The one bright spot in the report was that its main gauge of inflation, the prices paid measure, recorded its biggest one-month drop ever. This should let the Federal Reserve keep interest rates low to fight off what many fear will be a deep recession.
“Pretty grim. It means we’re in a recession, it’s as simple as that ... a pretty solid manufacturing recession,” said Robert Macintosh, chief economist at Eaton Vance Corp in Boston. “The question is, ‘How long or deep is it going to be?’”
The Institute for Supply Management said its index of national factory activity fell to 38.9 in October from 43.5 in September. That was well below the 50 level separating contraction from expansion, and a reading below 40 is exceptionally weak.
Economists had expected a reading of 41.5, according to the median of forecasts in a Reuters poll.
On Wall Street, stocks overcame initial selling after the ISM’s data release at mid-morning to fluctuate between positive and negative territory throughout the session. Just after the 4 p.m. closing bell, the Dow Jones industrial average and the Standard & Poor’s 500 Index were slightly lower and the Nasdaq Composite Index was modestly higher.
The dollar managed to gain against the euro and yen.

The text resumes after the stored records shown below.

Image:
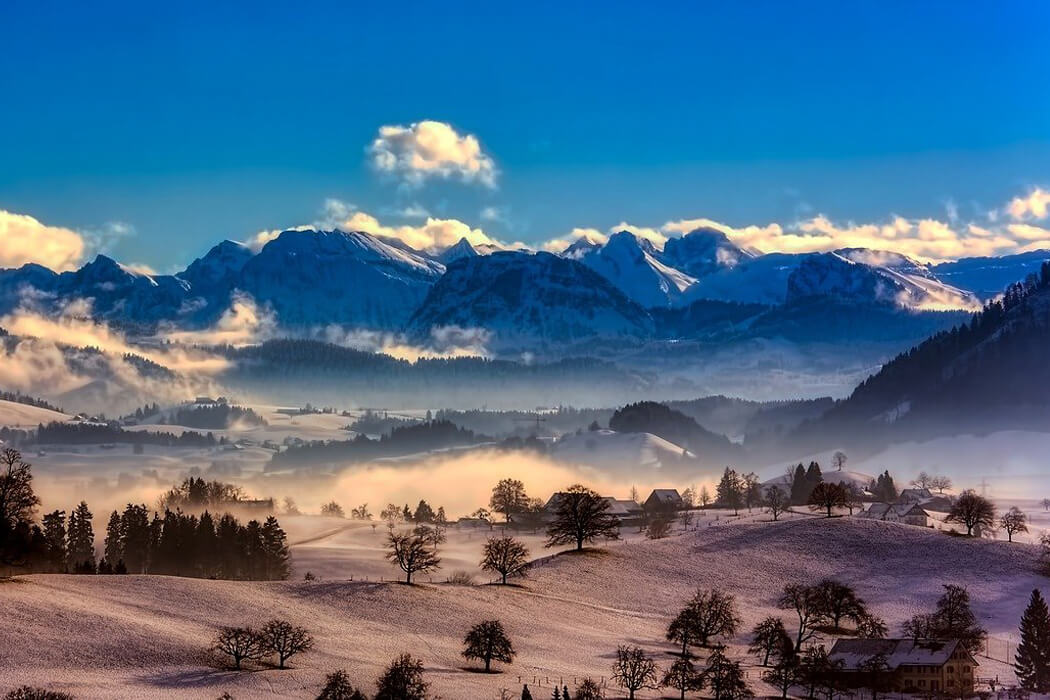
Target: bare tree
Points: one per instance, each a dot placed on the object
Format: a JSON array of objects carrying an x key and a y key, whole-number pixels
[
  {"x": 804, "y": 601},
  {"x": 837, "y": 600},
  {"x": 705, "y": 496},
  {"x": 708, "y": 614},
  {"x": 337, "y": 686},
  {"x": 839, "y": 460},
  {"x": 726, "y": 678},
  {"x": 487, "y": 641},
  {"x": 769, "y": 638},
  {"x": 922, "y": 481},
  {"x": 683, "y": 676},
  {"x": 659, "y": 526},
  {"x": 633, "y": 671},
  {"x": 413, "y": 553},
  {"x": 1013, "y": 521},
  {"x": 827, "y": 495},
  {"x": 505, "y": 556},
  {"x": 286, "y": 640},
  {"x": 508, "y": 497},
  {"x": 972, "y": 511},
  {"x": 332, "y": 509},
  {"x": 402, "y": 680},
  {"x": 582, "y": 515},
  {"x": 776, "y": 502},
  {"x": 240, "y": 644},
  {"x": 940, "y": 484}
]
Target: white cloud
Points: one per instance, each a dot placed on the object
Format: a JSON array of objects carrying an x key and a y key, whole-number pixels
[
  {"x": 431, "y": 149},
  {"x": 1035, "y": 205},
  {"x": 24, "y": 239}
]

Monday’s data came a day before the U.S. presidential election and added to the load of evidence indicating that whoever wins will face a monumental task in getting the economy back on track.

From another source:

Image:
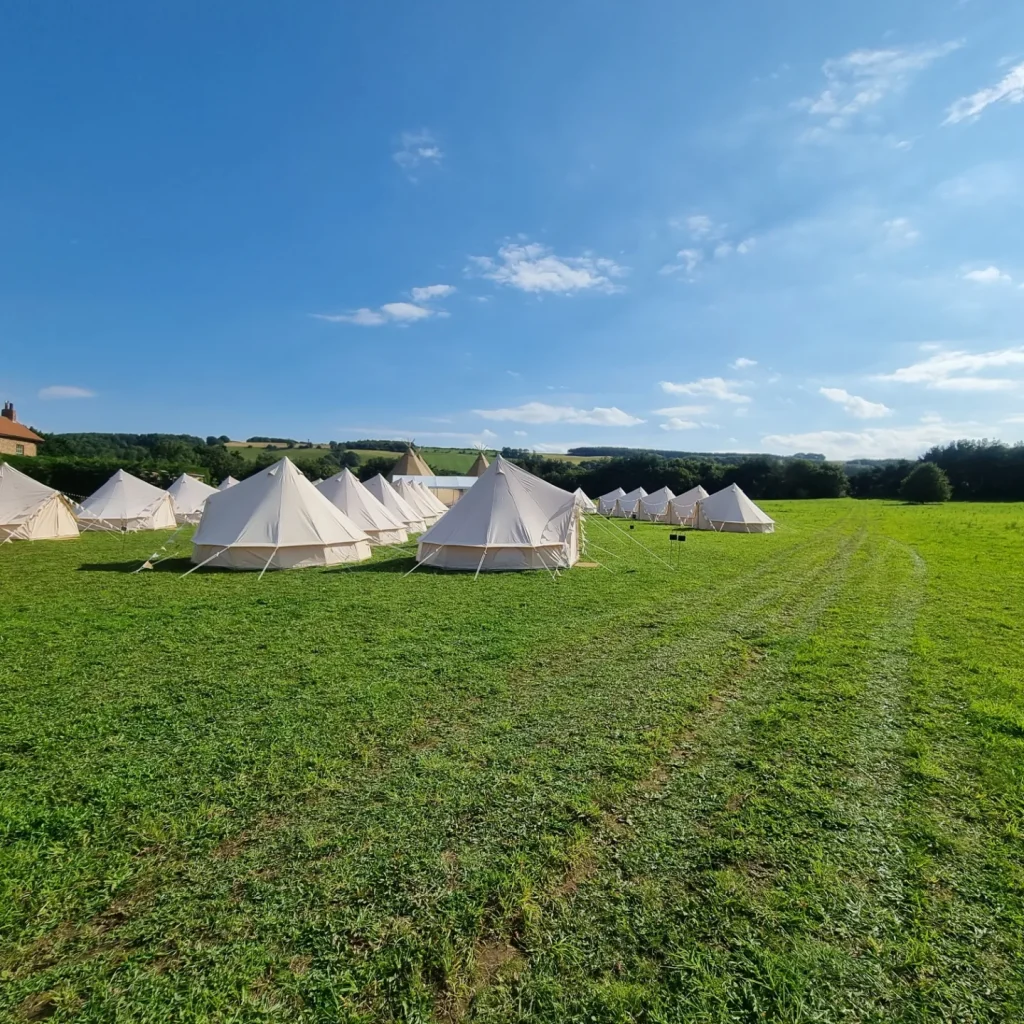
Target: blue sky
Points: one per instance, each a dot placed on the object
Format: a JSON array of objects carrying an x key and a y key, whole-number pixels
[{"x": 748, "y": 226}]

Other data showed U.S. construction spending fell in September, while data from around the globe showed few if any regions were immune to the pronounced economic deterioration.

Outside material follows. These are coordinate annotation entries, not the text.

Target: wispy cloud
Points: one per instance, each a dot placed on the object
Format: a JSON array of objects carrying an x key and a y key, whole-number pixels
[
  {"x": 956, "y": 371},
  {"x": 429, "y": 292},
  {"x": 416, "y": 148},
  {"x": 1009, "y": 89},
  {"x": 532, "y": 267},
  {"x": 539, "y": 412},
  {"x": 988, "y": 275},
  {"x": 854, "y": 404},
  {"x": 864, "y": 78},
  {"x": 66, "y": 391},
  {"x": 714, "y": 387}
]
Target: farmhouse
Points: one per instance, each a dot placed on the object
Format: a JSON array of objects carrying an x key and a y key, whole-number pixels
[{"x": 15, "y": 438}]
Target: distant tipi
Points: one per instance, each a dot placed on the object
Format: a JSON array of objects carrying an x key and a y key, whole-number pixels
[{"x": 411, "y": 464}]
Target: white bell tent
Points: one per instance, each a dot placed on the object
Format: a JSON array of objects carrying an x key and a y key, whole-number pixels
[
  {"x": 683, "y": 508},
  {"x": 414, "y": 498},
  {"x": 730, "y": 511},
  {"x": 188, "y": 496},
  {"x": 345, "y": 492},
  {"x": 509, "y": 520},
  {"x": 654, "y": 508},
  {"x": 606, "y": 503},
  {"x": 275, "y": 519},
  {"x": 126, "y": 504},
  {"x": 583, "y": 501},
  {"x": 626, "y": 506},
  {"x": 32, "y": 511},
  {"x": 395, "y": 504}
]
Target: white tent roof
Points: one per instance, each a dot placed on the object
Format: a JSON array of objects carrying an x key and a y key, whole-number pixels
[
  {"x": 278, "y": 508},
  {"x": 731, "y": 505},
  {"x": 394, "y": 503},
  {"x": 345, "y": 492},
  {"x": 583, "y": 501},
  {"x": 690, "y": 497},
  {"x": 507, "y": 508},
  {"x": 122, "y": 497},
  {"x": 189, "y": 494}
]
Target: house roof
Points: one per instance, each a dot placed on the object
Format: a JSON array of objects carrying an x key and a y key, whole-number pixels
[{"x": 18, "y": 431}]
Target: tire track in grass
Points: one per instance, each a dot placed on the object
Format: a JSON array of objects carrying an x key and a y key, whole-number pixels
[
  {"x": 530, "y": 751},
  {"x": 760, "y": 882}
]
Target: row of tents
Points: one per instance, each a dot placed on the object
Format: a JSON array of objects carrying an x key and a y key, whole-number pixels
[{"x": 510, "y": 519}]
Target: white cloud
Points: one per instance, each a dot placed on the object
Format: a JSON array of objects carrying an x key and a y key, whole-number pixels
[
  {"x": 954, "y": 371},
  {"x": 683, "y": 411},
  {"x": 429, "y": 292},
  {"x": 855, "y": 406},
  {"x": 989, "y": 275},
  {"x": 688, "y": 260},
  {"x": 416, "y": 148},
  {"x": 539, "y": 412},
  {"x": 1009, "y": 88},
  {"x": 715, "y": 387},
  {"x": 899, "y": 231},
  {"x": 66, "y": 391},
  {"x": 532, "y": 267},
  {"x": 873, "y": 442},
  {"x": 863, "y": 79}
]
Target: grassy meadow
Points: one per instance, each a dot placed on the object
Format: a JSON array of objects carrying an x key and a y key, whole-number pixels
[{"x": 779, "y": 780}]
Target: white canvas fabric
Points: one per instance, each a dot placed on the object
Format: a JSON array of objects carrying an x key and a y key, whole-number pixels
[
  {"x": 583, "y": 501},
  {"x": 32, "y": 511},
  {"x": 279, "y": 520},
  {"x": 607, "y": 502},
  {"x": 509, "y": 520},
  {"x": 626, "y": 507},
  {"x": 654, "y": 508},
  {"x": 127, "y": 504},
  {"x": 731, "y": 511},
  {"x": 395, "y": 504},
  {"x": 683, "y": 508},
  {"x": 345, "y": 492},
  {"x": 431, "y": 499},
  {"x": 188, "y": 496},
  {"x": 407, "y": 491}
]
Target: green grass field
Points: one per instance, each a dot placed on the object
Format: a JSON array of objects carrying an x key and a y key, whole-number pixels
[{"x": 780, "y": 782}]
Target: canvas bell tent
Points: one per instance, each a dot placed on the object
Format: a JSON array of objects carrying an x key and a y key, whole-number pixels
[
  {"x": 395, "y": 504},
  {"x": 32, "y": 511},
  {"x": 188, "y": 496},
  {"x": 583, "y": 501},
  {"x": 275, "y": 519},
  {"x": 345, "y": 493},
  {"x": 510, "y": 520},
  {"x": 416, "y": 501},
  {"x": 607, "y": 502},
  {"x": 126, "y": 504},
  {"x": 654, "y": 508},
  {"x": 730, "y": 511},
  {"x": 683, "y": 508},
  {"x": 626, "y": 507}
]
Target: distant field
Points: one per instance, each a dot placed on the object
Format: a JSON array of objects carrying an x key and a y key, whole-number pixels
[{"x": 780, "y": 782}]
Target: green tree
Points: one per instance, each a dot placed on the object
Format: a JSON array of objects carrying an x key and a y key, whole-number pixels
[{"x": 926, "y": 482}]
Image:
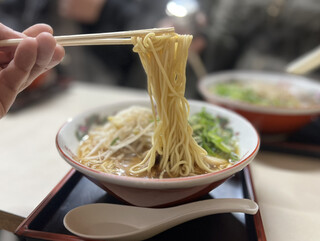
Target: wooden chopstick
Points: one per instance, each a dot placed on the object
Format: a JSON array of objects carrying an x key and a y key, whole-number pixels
[
  {"x": 87, "y": 42},
  {"x": 113, "y": 38},
  {"x": 306, "y": 63}
]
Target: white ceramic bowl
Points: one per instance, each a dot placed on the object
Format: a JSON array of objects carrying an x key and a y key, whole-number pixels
[
  {"x": 157, "y": 192},
  {"x": 267, "y": 119}
]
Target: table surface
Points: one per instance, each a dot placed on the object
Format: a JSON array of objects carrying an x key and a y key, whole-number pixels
[{"x": 287, "y": 186}]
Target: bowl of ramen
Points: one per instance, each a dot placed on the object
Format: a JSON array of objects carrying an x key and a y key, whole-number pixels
[
  {"x": 274, "y": 103},
  {"x": 109, "y": 145}
]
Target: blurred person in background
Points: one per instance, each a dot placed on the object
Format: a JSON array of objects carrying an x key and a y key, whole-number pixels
[{"x": 246, "y": 34}]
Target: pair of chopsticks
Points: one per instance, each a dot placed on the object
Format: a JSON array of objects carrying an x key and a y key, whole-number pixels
[
  {"x": 111, "y": 38},
  {"x": 306, "y": 63}
]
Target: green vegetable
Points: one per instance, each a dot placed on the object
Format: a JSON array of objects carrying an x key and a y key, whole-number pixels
[{"x": 212, "y": 134}]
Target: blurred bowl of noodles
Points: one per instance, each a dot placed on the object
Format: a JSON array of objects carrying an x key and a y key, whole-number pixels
[
  {"x": 155, "y": 192},
  {"x": 274, "y": 103}
]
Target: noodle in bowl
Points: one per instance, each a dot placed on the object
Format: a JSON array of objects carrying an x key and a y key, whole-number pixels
[{"x": 155, "y": 192}]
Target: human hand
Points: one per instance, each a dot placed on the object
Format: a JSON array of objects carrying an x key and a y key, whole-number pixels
[
  {"x": 83, "y": 11},
  {"x": 21, "y": 64}
]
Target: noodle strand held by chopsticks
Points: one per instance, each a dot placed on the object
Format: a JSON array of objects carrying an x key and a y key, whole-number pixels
[{"x": 174, "y": 150}]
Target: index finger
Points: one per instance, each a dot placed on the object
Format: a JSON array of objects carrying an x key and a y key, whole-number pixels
[{"x": 36, "y": 29}]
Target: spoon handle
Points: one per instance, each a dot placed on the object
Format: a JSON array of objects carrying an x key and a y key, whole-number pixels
[{"x": 183, "y": 213}]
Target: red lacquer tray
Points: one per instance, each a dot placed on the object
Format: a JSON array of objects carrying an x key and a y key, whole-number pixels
[{"x": 46, "y": 221}]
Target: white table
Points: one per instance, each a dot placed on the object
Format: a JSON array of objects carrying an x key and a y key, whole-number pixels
[{"x": 287, "y": 187}]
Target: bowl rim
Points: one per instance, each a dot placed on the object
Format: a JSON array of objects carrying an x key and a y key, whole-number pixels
[
  {"x": 203, "y": 87},
  {"x": 154, "y": 183}
]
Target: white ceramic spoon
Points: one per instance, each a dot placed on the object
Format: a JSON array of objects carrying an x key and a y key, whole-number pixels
[{"x": 119, "y": 222}]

The euro zone is already in a technical recession and growth will come to a virtual standstill next year, according to the European Commission, which called for coordinated European Union action to support growth.
Euro-zone manufacturing sank in October below record low levels initially estimated and may have further to fall. British factory output contracted for a sixth consecutive month.
A measure of Chinese manufacturing showed factory output shrank sharply in October in the face of waning orders.
The slowdown elsewhere in the world is bad news for the United States, where manufacturing had been kept afloat until August with the help of buoyant exports.
October’s report showed index of new export orders fell to its lowest on record since the ISM began polling on this issue in January 1988. It was also deep in contractionary territory, ending 70 consecutive months of growth, the ISM said.
In fact, the report was uniformly weak, and employment in the sector was dismal. The ISM’s gauge of employment suffered
its biggest one-month drop in 20 years and fell to its lowest since March 1991.
The data foreshadowed a grim outlook, with the index of new orders hitting its lowest level since 1980.
“Usually when we see new orders drop significantly, it’s not a one-month event,” said Norbert Ore, chairman of the Institute for Supply Management’s manufacturing business survey committee , in a conference call with reporters. “It will take awhile for the correction to take place.”
The factory sector, like the rest of the economy, has been squeezed by a severe tightening of credit during the worsening of the financial crisis.
Most U.S. and foreign banks tightened lending standards to businesses and households over the last three months amid economic uncertainty and weakened capital positions, the Federal Reserve said on Monday.
Automakers have been hit hard. U.S. auto sales plunged near 25-year lows in October, led by a 45 percent drop at General Motors Corp, with no sign the industry’s year-long slump had hit bottom and doubts persisting that all the major automakers can survive.